O que isso tudo quer dizer não sabemos ao certo. Há algo que se perde na tradução entre a proposta e sua apresentação e percepção. O curioso é que aquilo que se perde e aquilo que não se compreende enquanto conteúdo concreto, de alguma forma é transmitido enquanto sensação. A combinação da música, da coreografia e da execução brilhante do elenco, nos coloca junto deles num estado acelerado, respirando depressa, e o coreógrafo consegue produzir um efeito de caos mental contundente, sensível, partilhável.
Se a articulação de seu discurso nos leva para um lugar confuso, a realização de sua obra nos leva para uma certeza. Nesse ponto, ambas as estreias da noite convergem. Aquilo que está no palco é bom, é de qualidade, é importante, é bem feito; mas é diminuído por aquilo que a companhia decide falar e nos apresentar de seus processos em seus programa.
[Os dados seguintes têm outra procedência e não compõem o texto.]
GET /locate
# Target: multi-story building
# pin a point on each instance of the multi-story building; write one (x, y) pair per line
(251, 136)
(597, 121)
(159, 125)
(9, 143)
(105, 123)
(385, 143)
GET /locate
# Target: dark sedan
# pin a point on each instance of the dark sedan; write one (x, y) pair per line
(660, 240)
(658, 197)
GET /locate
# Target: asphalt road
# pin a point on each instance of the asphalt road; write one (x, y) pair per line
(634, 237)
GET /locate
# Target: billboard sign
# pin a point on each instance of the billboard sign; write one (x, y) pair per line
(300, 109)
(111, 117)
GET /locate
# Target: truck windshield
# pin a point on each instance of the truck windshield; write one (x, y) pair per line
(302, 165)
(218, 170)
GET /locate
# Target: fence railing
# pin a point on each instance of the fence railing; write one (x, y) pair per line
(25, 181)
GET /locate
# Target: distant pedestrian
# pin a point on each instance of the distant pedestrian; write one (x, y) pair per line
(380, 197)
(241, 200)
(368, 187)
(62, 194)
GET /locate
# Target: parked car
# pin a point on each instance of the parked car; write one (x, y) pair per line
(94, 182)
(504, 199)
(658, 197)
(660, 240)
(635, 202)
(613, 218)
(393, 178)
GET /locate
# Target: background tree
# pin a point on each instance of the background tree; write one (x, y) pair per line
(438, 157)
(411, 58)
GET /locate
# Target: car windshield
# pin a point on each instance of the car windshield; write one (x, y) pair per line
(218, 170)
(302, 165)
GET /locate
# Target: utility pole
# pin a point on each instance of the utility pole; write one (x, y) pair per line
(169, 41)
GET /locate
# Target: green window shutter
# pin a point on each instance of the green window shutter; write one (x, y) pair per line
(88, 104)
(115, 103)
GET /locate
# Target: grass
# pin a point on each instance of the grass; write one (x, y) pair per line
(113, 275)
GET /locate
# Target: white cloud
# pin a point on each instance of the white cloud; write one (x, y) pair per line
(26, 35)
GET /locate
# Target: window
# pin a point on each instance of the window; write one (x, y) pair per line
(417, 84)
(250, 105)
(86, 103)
Sim, é um problema, mas um problema muito melhor do que se fosse o contrário, e o discurso fosse melhor do que as obras — não é esse o caso. Se nos últimos anos, o Ateliê de Coreógrafos Brasileiros serviu para mostrar a capacidade dos nossos artistas, e para deixar um gosto de satisfação inesperada, aqui ele estabelece o nível e o tom para a temporada — mas também para sua continuidade, e para a continuidade da companhia, às vésperas de celebrar sua primeira década.